Mary Idema Pew Library hosts Great Lakes invasive species projects


GVL / Bethann Long

Sabrina Rihtarshich, Staff Writer

In an effort to raise awareness on the invasion of exotic species into the Great Lakes, a geology class at Grand Valley State University held a Creative Project Day where students used their creativity to make a project based on an invasive species of their choosing.

At the multi-purpose room in the Mary Idema Pew Library more than 80 creative projects were displayed, including posters, poems, presentations, songs, sculptures and dioramas.  

The project topics centered on a problem the students chose from a book titled “Pandora’s Locks” written by Jeff Alexander. The book discusses the St. Andrews Seaway, a network of locks, canals and channels that enable ships to move from the Atlantic Ocean to the Great Lakes, taking invasive species with them. 

“I had students develop a creative project that is focused on educating the general public about a particular topic,” said Peter Riemersma, the geology professor who assigned the projects.

GVL / Bethann Long

Riemersma said he wanted his students to communicate their knowledge visually and creatively. Although this is Riemersma’s eighth time teaching geography 105, he said every time he teaches it he’s surprised by his students’ new ideas. 

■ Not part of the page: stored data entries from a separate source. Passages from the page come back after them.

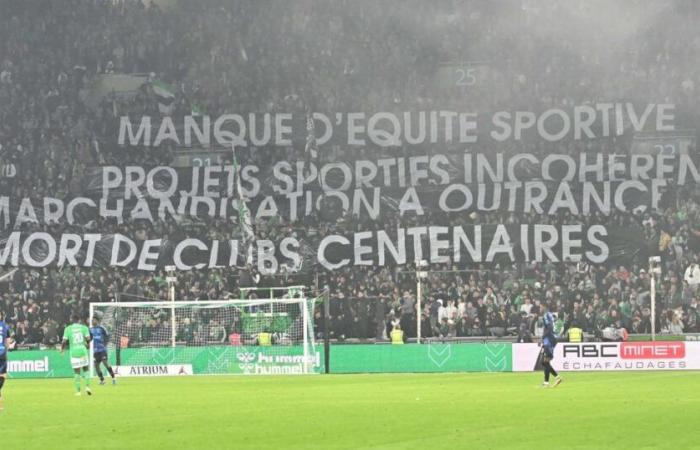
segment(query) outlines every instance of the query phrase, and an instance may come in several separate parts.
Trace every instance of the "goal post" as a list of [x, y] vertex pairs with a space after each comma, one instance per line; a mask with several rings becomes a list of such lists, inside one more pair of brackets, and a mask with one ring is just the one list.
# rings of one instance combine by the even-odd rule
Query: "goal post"
[[117, 366], [310, 374], [323, 371], [314, 334], [316, 302], [300, 296], [91, 303], [90, 322], [98, 318], [109, 334], [109, 358]]

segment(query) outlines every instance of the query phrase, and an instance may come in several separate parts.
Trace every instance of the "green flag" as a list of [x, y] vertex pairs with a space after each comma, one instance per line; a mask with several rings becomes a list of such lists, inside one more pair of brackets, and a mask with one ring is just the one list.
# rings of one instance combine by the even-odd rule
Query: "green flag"
[[175, 109], [175, 87], [161, 80], [155, 80], [151, 85], [158, 99], [158, 110], [164, 115], [172, 114]]

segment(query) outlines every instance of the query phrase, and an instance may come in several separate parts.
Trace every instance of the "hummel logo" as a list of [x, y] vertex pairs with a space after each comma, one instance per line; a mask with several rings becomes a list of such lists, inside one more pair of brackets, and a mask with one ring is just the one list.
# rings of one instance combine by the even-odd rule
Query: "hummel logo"
[[251, 352], [245, 352], [245, 353], [236, 353], [236, 358], [238, 358], [239, 361], [249, 363], [255, 360], [255, 353]]

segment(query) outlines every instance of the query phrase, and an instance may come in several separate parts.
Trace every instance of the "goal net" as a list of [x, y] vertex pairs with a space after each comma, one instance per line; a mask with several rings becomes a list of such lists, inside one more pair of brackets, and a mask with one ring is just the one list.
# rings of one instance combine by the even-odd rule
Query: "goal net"
[[92, 303], [90, 322], [120, 375], [307, 374], [322, 371], [315, 300]]

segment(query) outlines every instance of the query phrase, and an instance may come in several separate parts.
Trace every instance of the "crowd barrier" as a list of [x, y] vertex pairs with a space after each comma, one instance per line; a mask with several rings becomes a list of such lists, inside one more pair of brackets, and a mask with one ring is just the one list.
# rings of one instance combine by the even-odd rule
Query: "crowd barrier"
[[511, 344], [337, 345], [331, 373], [509, 372]]
[[[116, 365], [116, 352], [110, 360]], [[538, 344], [428, 342], [421, 345], [355, 344], [331, 347], [331, 373], [528, 372], [537, 370]], [[323, 348], [303, 354], [290, 347], [128, 348], [119, 352], [120, 376], [299, 374], [325, 372]], [[700, 342], [560, 343], [557, 370], [700, 370]], [[73, 375], [68, 355], [57, 350], [10, 352], [12, 378], [65, 378]]]

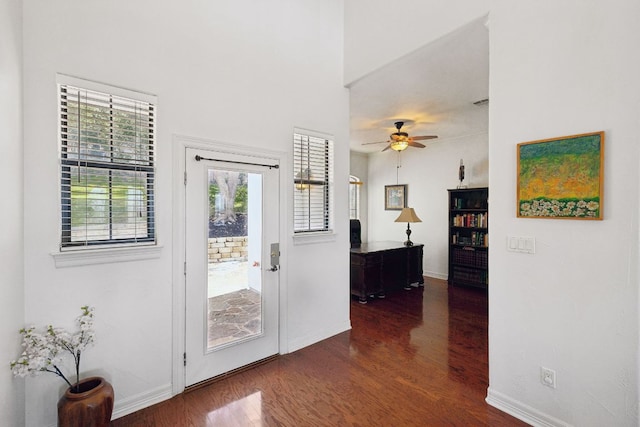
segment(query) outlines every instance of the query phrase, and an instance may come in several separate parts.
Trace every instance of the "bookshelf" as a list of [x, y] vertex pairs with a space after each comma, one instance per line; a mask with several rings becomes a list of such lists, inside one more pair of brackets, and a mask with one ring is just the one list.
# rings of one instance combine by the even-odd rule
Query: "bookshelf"
[[449, 192], [449, 284], [489, 286], [489, 188]]

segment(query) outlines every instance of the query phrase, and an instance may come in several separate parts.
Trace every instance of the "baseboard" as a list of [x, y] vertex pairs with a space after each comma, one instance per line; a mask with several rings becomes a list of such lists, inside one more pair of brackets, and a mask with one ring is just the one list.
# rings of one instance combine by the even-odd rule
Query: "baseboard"
[[435, 271], [425, 271], [422, 274], [427, 276], [427, 277], [432, 277], [434, 279], [440, 279], [440, 280], [448, 280], [449, 279], [449, 276], [447, 274], [436, 273]]
[[492, 390], [491, 387], [489, 387], [485, 401], [494, 408], [506, 412], [534, 427], [571, 427], [571, 424], [567, 424], [551, 415], [544, 414], [520, 401], [511, 399], [509, 396]]
[[334, 335], [341, 334], [342, 332], [351, 329], [351, 322], [347, 321], [339, 325], [333, 325], [332, 328], [326, 328], [314, 335], [305, 335], [298, 340], [289, 341], [289, 353], [300, 350], [301, 348], [308, 347], [312, 344], [331, 338]]
[[[117, 398], [116, 394], [116, 398]], [[132, 414], [140, 409], [148, 408], [156, 403], [171, 399], [171, 384], [166, 384], [155, 389], [128, 397], [123, 400], [117, 400], [114, 404], [113, 415], [111, 419], [115, 420], [125, 415]]]

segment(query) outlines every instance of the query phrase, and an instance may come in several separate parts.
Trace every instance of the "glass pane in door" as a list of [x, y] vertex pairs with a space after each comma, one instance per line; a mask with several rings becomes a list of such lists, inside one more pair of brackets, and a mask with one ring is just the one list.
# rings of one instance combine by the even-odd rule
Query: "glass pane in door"
[[263, 333], [262, 175], [208, 170], [209, 350]]

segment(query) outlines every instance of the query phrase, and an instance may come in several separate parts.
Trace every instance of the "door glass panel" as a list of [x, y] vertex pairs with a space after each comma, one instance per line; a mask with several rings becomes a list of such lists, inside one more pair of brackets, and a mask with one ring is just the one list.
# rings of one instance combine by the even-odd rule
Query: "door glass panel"
[[262, 175], [208, 170], [207, 348], [263, 333]]

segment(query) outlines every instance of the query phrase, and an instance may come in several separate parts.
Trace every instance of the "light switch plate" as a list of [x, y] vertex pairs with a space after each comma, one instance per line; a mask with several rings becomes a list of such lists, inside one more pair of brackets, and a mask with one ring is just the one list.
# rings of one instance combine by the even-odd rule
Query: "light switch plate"
[[535, 237], [507, 236], [507, 250], [523, 254], [536, 253]]

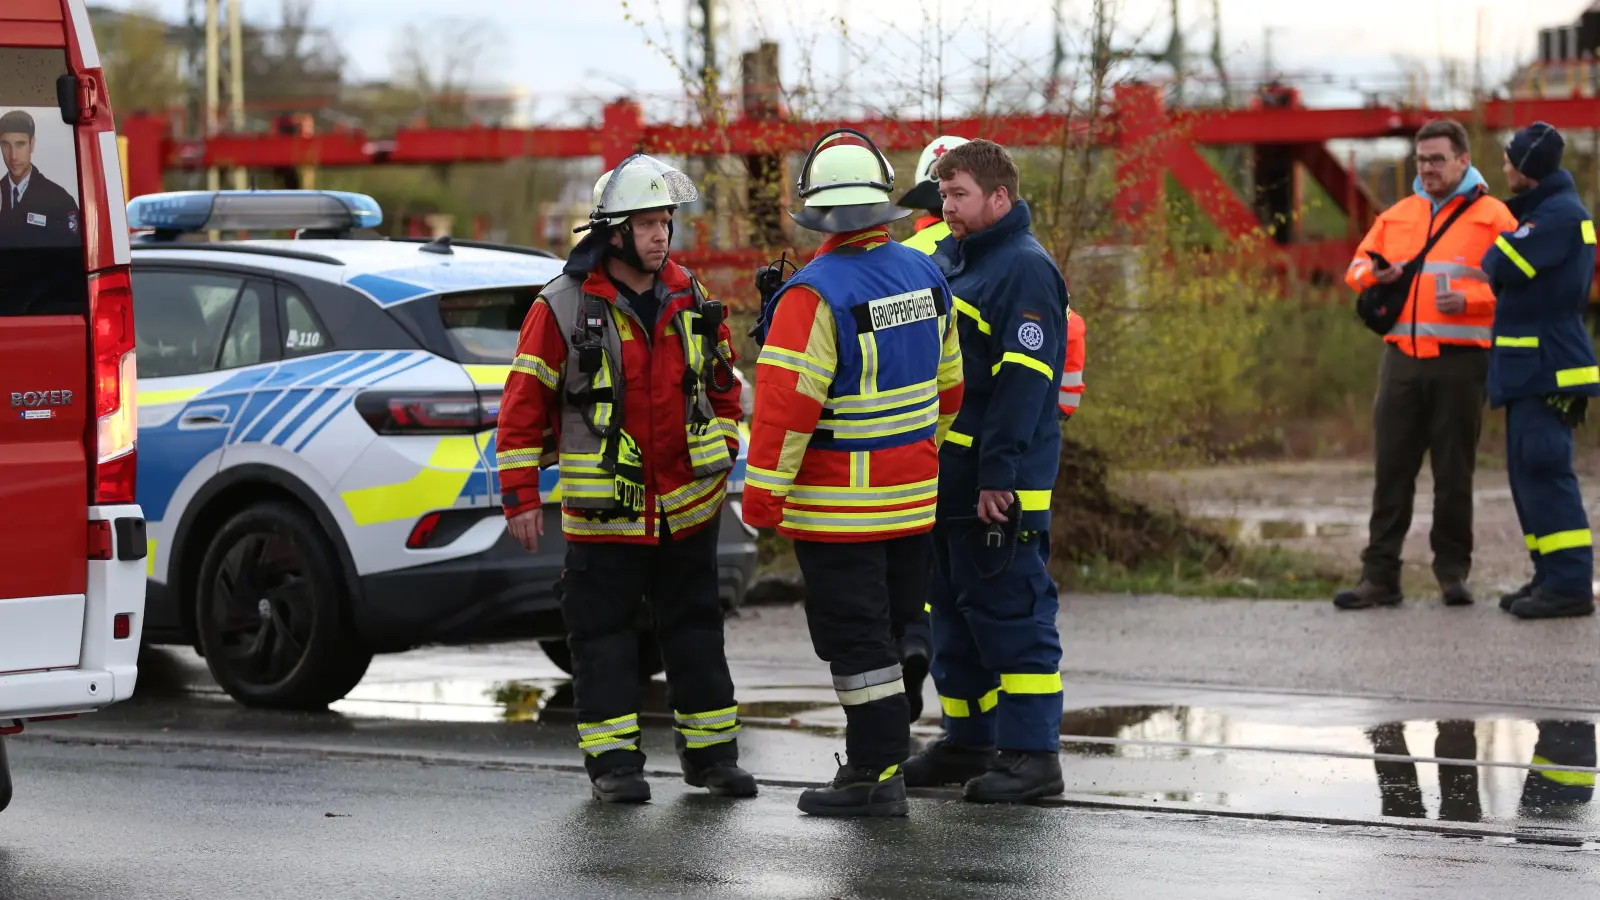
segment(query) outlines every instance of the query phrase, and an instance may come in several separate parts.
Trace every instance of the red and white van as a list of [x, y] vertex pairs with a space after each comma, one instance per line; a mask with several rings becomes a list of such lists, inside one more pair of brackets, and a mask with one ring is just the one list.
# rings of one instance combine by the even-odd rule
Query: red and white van
[[[0, 2], [0, 734], [133, 694], [133, 296], [84, 0]], [[0, 744], [0, 808], [10, 801]]]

“Developing material to teach somebody else requires a different approach and a deeper understanding of the content than just writing a paper on the topic,” Riemersma said.

Many students involved were surprised by their findings when researching. 

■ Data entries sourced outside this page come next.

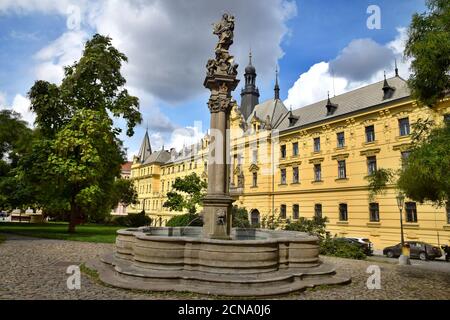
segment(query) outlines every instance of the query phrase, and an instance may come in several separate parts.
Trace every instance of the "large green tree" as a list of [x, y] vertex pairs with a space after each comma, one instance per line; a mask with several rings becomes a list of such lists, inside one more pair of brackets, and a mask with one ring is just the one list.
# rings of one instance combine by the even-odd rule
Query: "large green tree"
[[112, 119], [126, 120], [128, 136], [142, 120], [138, 98], [124, 88], [126, 61], [109, 37], [96, 34], [81, 59], [65, 68], [61, 85], [36, 81], [29, 92], [39, 139], [22, 161], [21, 177], [47, 213], [68, 213], [69, 232], [123, 200], [118, 188], [133, 194], [119, 179], [125, 154]]
[[[413, 200], [440, 206], [450, 199], [450, 124], [429, 128], [419, 122], [413, 149], [397, 185]], [[420, 129], [418, 129], [420, 128]]]
[[30, 190], [17, 179], [16, 172], [19, 160], [30, 148], [32, 135], [20, 114], [0, 110], [0, 208], [33, 203]]
[[167, 201], [163, 206], [174, 211], [186, 209], [188, 213], [194, 214], [205, 196], [207, 186], [207, 183], [195, 173], [184, 178], [176, 178], [174, 190], [167, 192]]
[[427, 6], [428, 12], [412, 18], [405, 56], [413, 58], [413, 96], [434, 105], [450, 90], [450, 1], [428, 0]]

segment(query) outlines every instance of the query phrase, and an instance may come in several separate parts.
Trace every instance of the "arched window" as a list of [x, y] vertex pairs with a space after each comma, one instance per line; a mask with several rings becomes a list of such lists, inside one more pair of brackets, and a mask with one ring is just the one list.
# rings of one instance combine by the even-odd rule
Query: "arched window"
[[252, 212], [250, 213], [250, 222], [252, 224], [252, 226], [256, 226], [259, 225], [259, 211], [257, 209], [253, 209]]

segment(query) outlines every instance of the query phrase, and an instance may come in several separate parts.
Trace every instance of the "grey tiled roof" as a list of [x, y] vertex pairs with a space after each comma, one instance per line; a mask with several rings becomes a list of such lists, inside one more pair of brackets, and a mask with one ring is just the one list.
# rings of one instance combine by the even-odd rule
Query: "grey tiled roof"
[[255, 106], [253, 113], [247, 119], [247, 123], [250, 124], [256, 114], [256, 117], [263, 122], [265, 122], [267, 116], [269, 116], [271, 126], [275, 127], [287, 111], [283, 101], [279, 99], [269, 99]]
[[159, 150], [159, 151], [153, 152], [150, 156], [148, 156], [144, 160], [144, 164], [166, 163], [169, 160], [170, 160], [170, 152], [168, 152], [166, 150]]
[[338, 107], [334, 114], [327, 116], [327, 100], [322, 100], [308, 106], [293, 110], [294, 116], [299, 117], [298, 121], [289, 127], [289, 112], [285, 114], [283, 120], [277, 126], [280, 131], [299, 128], [308, 124], [319, 122], [326, 119], [332, 119], [354, 111], [363, 110], [369, 107], [377, 106], [382, 103], [409, 97], [411, 92], [404, 79], [392, 77], [387, 79], [389, 86], [394, 87], [395, 91], [389, 99], [383, 99], [383, 81], [349, 91], [347, 93], [330, 98], [333, 104]]

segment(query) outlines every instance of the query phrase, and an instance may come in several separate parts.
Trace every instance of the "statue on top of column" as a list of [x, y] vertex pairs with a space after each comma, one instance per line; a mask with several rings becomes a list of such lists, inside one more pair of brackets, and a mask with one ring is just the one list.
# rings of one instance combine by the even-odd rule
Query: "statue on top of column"
[[215, 74], [237, 75], [238, 64], [234, 63], [234, 57], [228, 49], [233, 44], [234, 17], [228, 13], [222, 15], [222, 20], [213, 24], [213, 33], [219, 37], [216, 45], [215, 59], [209, 59], [206, 64], [207, 76]]
[[230, 48], [233, 44], [234, 17], [228, 13], [222, 15], [222, 20], [214, 24], [213, 33], [219, 37], [216, 52]]

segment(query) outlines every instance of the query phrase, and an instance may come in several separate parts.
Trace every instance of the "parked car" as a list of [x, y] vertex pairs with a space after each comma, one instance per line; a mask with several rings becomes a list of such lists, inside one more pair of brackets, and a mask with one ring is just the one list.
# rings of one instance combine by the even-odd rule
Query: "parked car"
[[370, 240], [368, 238], [347, 238], [347, 239], [351, 239], [353, 241], [356, 241], [362, 245], [368, 245], [370, 250], [367, 250], [369, 253], [366, 253], [367, 255], [372, 255], [373, 254], [373, 243], [370, 242]]
[[445, 261], [449, 261], [450, 262], [450, 246], [444, 244], [443, 246], [441, 246], [442, 250], [444, 251], [445, 254]]
[[[441, 249], [426, 242], [420, 241], [406, 241], [409, 244], [410, 257], [420, 260], [434, 260], [442, 256]], [[402, 244], [386, 247], [383, 249], [383, 254], [388, 258], [397, 258], [402, 254]]]
[[343, 241], [343, 242], [347, 242], [347, 243], [359, 246], [365, 255], [368, 255], [368, 256], [372, 255], [372, 253], [373, 253], [372, 245], [371, 245], [372, 243], [370, 241], [369, 242], [359, 241], [357, 239], [359, 239], [359, 238], [336, 238], [335, 240]]

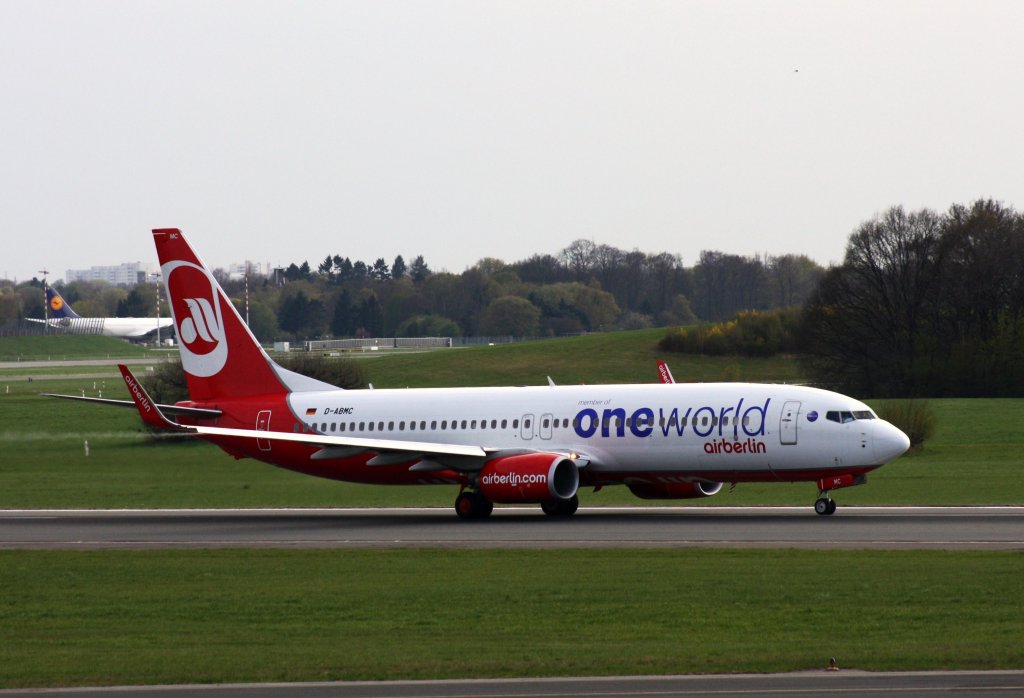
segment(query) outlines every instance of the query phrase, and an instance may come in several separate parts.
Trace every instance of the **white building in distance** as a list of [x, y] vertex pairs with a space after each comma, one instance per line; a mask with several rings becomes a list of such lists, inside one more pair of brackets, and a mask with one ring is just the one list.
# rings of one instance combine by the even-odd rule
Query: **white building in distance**
[[64, 280], [68, 283], [72, 281], [106, 281], [114, 286], [134, 286], [148, 282], [153, 271], [153, 265], [149, 262], [125, 262], [110, 267], [68, 269]]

“I didn’t know the extent of the damage that invasive species caused, and I didn’t really know the severity of them and all of the different types of things they impacted,” said student Charlotte Schuerman. “Not just the water specifically but things like buildings also.”

Schuerman created a presentation about the lifecycle of a zebra mussel, one of the most problematic invasive species discussed in the book.

The Viral Hemorrhagic Septicemia virus, known as the fish equivalent of the Ebola virus due to its fatality, was the subject of student Melissa Ramirez’s project. She said when fish acquire this virus, they develop red blotches on their bodies, and their eyes start to bleed. 

“There was a risk of the virus getting into Lake Superior, and that’s when people started to really focus their attention on finding a cure,” Ramirez said.

As students walked around the room to observe all of the projects they were given the opportunity to evaluate each others’ work and choose their favorites. Students could then case votes based on which project was the greatest overall, which was the most informative and which was the most creative.

The winning students will be awarded extra credit points, as well as a possible trophy.